A Playwright-based web scraper with persistent caching, parallel scraping, progress callbacks, and multiple output formats
Project description
Ghostscraper
Playwright-based async web scraper with persistent caching, subprocess isolation for memory safety, and multiple output formats.
Installation
pip install ghostscraper
Playwright browsers are installed automatically on first run.
Quick Start
import asyncio
from ghostscraper import GhostScraper
async def main():
scraper = GhostScraper(url="https://example.com")
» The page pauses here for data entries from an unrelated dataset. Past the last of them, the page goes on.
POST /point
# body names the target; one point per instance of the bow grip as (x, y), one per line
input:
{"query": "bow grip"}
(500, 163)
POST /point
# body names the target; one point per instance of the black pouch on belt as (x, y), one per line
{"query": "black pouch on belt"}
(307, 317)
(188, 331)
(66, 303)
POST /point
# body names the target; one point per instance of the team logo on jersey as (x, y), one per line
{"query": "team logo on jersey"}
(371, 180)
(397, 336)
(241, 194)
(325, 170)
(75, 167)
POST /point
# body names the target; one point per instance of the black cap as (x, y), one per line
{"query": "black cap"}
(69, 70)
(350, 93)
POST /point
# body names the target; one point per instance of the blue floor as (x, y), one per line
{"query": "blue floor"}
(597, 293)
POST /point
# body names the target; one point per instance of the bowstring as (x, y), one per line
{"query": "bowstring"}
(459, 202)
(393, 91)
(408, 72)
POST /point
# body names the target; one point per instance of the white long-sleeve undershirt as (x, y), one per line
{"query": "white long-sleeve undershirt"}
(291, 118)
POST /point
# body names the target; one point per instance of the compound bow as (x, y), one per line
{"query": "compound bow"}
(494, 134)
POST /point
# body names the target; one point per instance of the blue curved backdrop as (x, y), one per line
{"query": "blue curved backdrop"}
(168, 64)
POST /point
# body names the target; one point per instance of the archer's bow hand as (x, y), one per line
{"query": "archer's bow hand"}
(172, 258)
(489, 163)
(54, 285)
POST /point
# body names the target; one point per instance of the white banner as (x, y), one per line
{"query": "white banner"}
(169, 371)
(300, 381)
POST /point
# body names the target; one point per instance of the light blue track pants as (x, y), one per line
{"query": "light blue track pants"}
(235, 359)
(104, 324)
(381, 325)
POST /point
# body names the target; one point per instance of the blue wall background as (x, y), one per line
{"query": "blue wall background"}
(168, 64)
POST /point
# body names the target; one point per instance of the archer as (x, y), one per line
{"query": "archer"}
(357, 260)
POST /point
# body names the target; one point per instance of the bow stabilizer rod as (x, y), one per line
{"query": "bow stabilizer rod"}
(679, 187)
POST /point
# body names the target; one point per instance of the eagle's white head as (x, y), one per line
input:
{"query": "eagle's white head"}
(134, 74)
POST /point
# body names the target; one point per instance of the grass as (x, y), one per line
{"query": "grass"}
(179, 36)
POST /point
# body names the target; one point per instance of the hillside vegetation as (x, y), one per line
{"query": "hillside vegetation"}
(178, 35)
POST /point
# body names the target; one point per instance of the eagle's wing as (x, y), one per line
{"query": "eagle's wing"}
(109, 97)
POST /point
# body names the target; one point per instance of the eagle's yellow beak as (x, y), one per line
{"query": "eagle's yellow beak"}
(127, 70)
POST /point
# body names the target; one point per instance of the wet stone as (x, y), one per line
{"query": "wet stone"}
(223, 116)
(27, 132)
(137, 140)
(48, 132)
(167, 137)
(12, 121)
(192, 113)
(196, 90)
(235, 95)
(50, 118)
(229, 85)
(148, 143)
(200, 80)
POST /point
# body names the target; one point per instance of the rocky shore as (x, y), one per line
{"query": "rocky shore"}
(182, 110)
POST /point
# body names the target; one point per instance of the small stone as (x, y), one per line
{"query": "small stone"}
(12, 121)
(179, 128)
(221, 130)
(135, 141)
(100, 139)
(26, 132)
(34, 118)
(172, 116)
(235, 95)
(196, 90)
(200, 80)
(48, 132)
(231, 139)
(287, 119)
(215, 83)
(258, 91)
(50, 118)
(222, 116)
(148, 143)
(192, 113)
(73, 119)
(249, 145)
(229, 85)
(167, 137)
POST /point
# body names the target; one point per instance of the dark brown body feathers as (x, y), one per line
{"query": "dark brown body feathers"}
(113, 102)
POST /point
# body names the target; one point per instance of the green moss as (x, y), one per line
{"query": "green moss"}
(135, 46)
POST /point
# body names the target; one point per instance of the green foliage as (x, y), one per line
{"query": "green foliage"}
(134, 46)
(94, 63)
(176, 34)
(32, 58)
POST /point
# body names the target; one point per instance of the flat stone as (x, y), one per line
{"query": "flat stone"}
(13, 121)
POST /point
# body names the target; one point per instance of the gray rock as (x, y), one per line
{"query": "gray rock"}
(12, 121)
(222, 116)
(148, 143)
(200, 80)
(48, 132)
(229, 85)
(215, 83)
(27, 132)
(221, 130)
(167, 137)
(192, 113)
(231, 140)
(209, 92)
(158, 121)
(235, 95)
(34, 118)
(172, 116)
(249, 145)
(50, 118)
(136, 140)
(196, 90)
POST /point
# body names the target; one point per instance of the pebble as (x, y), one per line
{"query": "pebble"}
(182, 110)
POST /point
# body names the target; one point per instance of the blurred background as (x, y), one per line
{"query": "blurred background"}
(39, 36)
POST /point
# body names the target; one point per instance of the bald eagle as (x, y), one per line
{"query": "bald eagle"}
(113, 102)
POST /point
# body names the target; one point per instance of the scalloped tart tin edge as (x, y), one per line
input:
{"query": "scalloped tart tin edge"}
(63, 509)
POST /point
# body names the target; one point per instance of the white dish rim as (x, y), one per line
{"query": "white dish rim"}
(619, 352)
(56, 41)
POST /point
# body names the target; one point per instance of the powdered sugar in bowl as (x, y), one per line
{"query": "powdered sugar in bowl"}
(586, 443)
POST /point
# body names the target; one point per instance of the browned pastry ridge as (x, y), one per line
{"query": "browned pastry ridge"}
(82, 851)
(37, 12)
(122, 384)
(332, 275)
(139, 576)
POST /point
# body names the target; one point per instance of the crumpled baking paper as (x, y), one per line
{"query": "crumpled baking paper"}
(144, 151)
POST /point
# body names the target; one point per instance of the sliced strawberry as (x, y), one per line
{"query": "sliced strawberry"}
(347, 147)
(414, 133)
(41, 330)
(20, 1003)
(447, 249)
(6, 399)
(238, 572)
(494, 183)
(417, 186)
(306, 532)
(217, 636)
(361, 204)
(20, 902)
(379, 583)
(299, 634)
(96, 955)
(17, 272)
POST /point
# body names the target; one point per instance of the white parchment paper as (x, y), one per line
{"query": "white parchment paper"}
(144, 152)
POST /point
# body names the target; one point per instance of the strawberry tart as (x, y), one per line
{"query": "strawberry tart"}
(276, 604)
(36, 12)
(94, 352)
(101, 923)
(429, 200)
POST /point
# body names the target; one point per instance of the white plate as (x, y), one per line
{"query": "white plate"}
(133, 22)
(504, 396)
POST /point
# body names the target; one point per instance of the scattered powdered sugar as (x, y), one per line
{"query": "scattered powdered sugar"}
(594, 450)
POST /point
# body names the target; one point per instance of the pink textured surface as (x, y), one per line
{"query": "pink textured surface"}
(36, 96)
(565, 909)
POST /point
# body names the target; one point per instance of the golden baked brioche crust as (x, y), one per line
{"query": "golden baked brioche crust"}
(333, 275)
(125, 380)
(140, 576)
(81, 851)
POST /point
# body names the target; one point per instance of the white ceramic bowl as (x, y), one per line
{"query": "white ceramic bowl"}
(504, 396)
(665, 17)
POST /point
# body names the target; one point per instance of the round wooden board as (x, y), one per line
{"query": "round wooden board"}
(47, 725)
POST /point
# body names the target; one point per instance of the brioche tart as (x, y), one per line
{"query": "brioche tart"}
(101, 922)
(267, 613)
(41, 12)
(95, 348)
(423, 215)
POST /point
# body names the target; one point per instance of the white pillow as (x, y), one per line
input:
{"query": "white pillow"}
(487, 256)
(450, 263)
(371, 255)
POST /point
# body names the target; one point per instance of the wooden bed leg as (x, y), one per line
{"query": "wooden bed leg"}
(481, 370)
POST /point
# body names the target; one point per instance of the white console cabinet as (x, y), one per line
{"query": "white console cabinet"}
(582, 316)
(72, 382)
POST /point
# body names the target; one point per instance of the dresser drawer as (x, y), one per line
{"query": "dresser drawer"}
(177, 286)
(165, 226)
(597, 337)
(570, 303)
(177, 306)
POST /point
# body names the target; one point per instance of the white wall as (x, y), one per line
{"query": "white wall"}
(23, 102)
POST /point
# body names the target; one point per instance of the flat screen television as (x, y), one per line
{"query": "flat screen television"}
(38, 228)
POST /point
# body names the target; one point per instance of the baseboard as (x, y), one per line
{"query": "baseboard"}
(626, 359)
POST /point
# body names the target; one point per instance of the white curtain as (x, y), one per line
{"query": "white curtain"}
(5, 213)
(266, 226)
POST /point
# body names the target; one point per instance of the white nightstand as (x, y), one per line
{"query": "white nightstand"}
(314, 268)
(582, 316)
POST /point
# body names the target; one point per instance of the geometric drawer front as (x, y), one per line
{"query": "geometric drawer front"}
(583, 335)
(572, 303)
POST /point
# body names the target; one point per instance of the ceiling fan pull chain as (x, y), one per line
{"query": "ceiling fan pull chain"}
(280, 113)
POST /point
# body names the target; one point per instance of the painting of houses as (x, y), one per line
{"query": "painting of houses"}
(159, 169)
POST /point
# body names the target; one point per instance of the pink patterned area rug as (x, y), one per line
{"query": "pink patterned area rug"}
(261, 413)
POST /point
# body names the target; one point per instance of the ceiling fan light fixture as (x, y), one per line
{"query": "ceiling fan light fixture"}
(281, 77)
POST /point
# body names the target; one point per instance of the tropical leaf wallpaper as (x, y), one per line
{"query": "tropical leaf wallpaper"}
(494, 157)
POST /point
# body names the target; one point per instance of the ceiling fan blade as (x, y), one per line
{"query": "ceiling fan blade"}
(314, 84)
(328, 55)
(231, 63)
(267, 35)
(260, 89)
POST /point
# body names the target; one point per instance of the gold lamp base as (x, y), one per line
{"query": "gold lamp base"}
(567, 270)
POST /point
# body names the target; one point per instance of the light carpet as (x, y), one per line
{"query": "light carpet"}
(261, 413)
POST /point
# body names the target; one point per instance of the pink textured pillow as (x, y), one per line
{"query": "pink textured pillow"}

print(await scraper.response_code()) # 200
print(await scraper.text()) # plain text
print(await scraper.markdown()) # markdown
asyncio.run(main())
GhostScraper
Constructor
GhostScraper(
url: str = "",
cache: bool = True,
clear_cache: bool = False,
ttl: int = 999,
markdown_options: Optional[Dict[str, Any]] = None,
logging: bool = True,
dynamodb_table: Optional[str] = None,
on_progress: Optional[Callable] = None,
lazy: bool = False,
**kwargs # forwarded to PlaywrightScraper
)
| Parameter | Type | Default | Description |
|---|---|---|---|
url |
str |
"" |
URL to scrape |
cache |
bool |
True |
Enable caching. False disables all cache reads/writes |
clear_cache |
bool |
False |
Delete existing cache entry on init |
ttl |
int |
999 |
Cache time-to-live in days |
markdown_options |
dict |
None |
Options forwarded to html2text.HTML2Text |
logging |
bool |
True |
Enable/disable log output |
dynamodb_table |
str |
None |
DynamoDB table name. When set, replaces local cache with DynamoDB |
on_progress |
Callable |
None |
Progress callback (sync or async). Errors are swallowed |
lazy |
bool |
False |
Skip cache restore on init. Used internally by ScrapeStream |
**kwargs |
Forwarded to PlaywrightScraper (see below). Note: cache, clear_cache, ttl, lazy, and markdown_options are consumed by GhostScraper and never reach PlaywrightScraper |
PlaywrightScraper kwargs (passable to GhostScraper):
| Parameter | Type | Default | Description |
|---|---|---|---|
browser_type |
str |
"chromium" |
"chromium", "firefox", or "webkit" |
headless |
bool |
True |
Run browser headlessly |
browser_args |
dict |
None |
Extra args for browser.launch() |
context_args |
dict |
None |
Extra args for browser.new_context() |
max_retries |
int |
3 |
Retry attempts per URL |
backoff_factor |
float |
2.0 |
Exponential backoff multiplier |
network_idle_timeout |
int |
3000 |
Timeout (ms) for networkidle strategy |
load_timeout |
int |
20000 |
Timeout (ms) for other strategies |
wait_for_selectors |
list |
None |
CSS selectors to wait for after page load |
load_strategies |
list |
["load", "networkidle", "domcontentloaded"] |
Loading strategy chain, tried in order |
no_retry_on |
list |
None |
Status codes that skip retries (e.g. [404, 410]) |
proxy |
str |
None |
Proxy server URL (e.g. "socks5://localhost:1080", "http://proxy:8080"). For full proxy dict with username/password/bypass, use browser_args={"proxy": {...}} instead |
Instance Attributes
| Attribute | Type | Description |
|---|---|---|
url |
str |
The URL this scraper was initialized with |
error |
Exception | None |
Set when a fetch fails under fail_fast=False. When set, html() returns "" and response_code() returns None |
Async Output Methods
All methods trigger a fetch (or cache restore) on first call. Subsequent calls return the cached/computed value.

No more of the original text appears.